THE exit of the UK from the EU recently was the latest in a long in-out dance in which Hampshire has been a prominent partner. Europeans have shaped so much of the county. We call them Romans, Saxons and Normans, but even a casual skim of the Historic Environment Record for Hampshire shows it is impossible to step outside without finding some physical trace they left.

In contrast, the legacy of the EU will surely be almost all documentary, including an Accord between the Hampshire County Council and Lower Normandy signed on October 26, 1989, in a flush of enthusiasm for a new era. Photos and press cuttings show how enthusiastically the 10th anniversary was later greeted in 1999 in Caen. Upper and Lower Normandy rejoined in 2016 and the Accord has now lapsed.

Historically, the most obvious legacy in the county is Norman: for at least 300 years the official working language was French. The Norman kings, with a palace in Winchester, reigned over huge parts of England and France. Many French abbeys had so-called “alien priories” in Hampshire – at Hamble, Hayling Island, Andover, Monk Sherborne, Ellingham, as well as on the Isle of Wight.

Hereafter, links with France centred around war and religion. Henry V suppressed the priories and with his army left from Southampton in 1415 in a bid to regain lost territories. The forts at Southsea, Hurst Point and elsewhere along the south coast were later built by Henry VIII to keep out the French.

In the mid-1700s, during the Anglo-Dutch Wars and the Seven Years War many prisoners-of-war were brought to the county. And later thousands more from the Napoleonic Wars and the American War of Independence were incarcerated here. The ranks were held in hulks in Portsmouth Harbour, in Portchester Castle and in the unfinished Kings House built for Charles II at Winchester. Officers, however, were often allowed free rein. Some were buried with dignity in English graveyards, as at St John’s church, Alresford.

The huge dockyard at Portsmouth and the city in general grew in response to these threats. After the French Revolution, vain efforts were made to prevent war by Hampshire grandees and others, including James Harris, 1st Earl of Malmesbury, and William Wickham, as documented at length in the Hampshire Record Office.

Although religious links with the Continent can be summed up as “Protestant versus Catholic”, the reality was more complex. The French Revolution led to Catholic priests fleeing to England to escape persecution. Hundreds were accommodated in Winchester in the same place that had held prisoners, the Kings House. A plaque in St Peter’s Catholic Church in the city tells (in Latin) of “the generous British nation” and the “voluntary subscription of all ranks of men” in supporting the refugees.

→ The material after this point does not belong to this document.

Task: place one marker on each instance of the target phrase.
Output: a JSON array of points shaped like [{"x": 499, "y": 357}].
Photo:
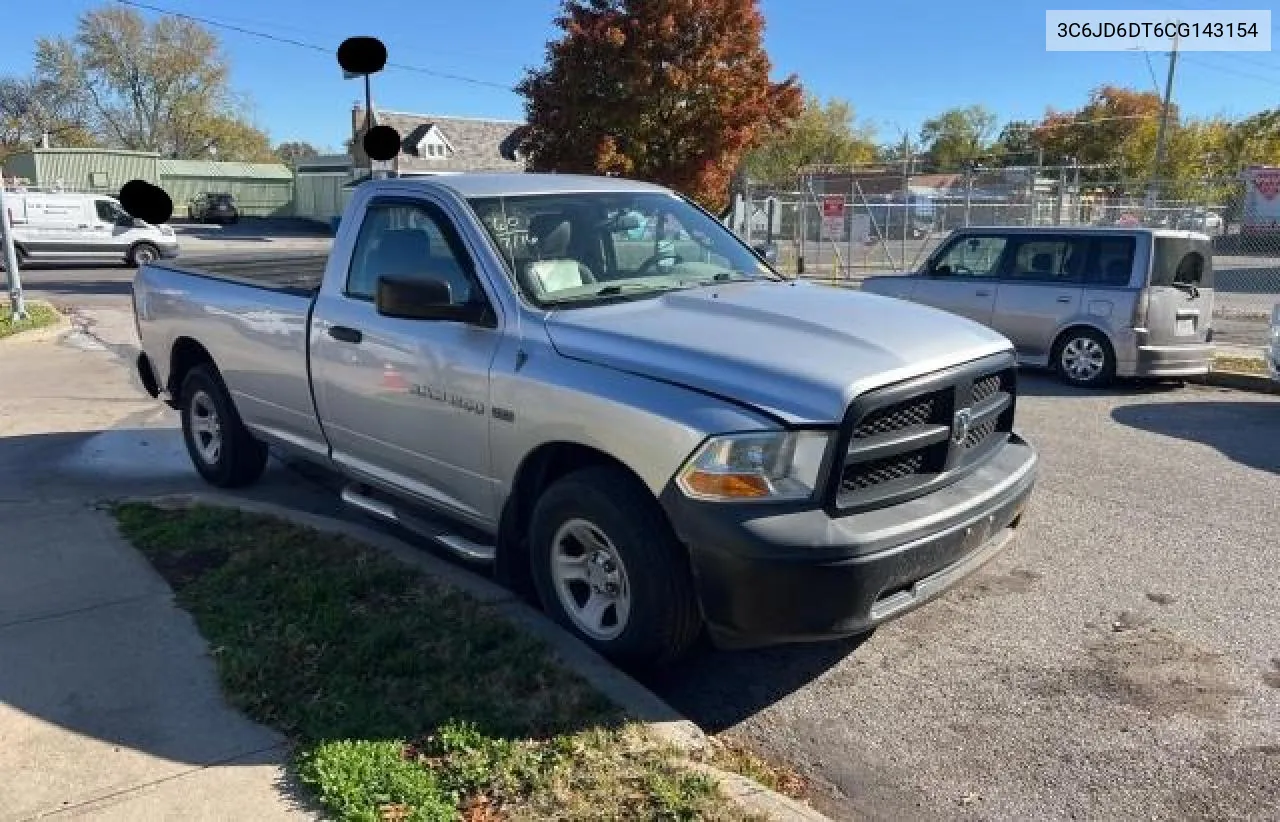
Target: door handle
[{"x": 346, "y": 334}]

In the previous century it had been French Protestant refugees. They were allowed to practise their religion freely in France until 1685, when they had to choose between Catholicism, death or exile! Many came to Hampshire: Henri de Portal from Poitiers set up a paper-making business on the river Test and the ancestors of Thomas Garnier, dean of Winchester, became seated at Rookesbury Park, Wickham.

There are so many more links with Europe to be found in the county, including the French church of St Julien in Southampton, and St Michael’s Abbey, Farnborough, founded by Empress Eugénie as a mausoleum for her husband Napoleon III. And then there is the last century, when friends and foes were shuffled!